English civil engineer (1811–1872)

Joseph Cubitt (24 November 1811 – 7 December 1872) was an English civil engineer. Amongst other projects, he designed the Blackfriars Railway Bridge over the River Thames in London.

==Early life==
Cubitt was born in Horning, Norfolk, on 24 November 1811. He was the son of Sir William Cubitt and Abigail Sparkhall (1785–1813). After his mother's death, his father married Elizabeth Jane Tiley in 1820. From his father's second marriage, he had a younger half-brother, William, born 1830.

He was educated at Bruce Castle School in Tottenham. He was trained for the profession of civil engineer by his father.

==Career==
Cubitt constructed a great part of the London and South-Western Railway, the whole of the Great Northern Railway, the London, Chatham, and Dover Railway, the Rhymney Railway, the Oswestry and Newtown Railway, and the Colne Valley Railway. He was appointed engineer to the Oswestry & Newtown Railway on 3 October 1856.

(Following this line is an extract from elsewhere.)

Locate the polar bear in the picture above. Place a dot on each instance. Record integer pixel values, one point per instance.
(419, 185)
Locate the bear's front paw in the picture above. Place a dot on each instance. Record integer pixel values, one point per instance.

Cubitt was responsible for Weymouth Pier, the extension of the north pier and other works of Great Yarmouth haven, and the new Blackfriars Bridge. He was a member of the Royal Geographical Society, and for many years vice-president of the Institution of Civil Engineers. He was also a lieutenant-colonel of the Engineer and Railway Staff volunteers.

==Personal life==
Cubitt died on 7 December 1872 in St George Hanover Square, London.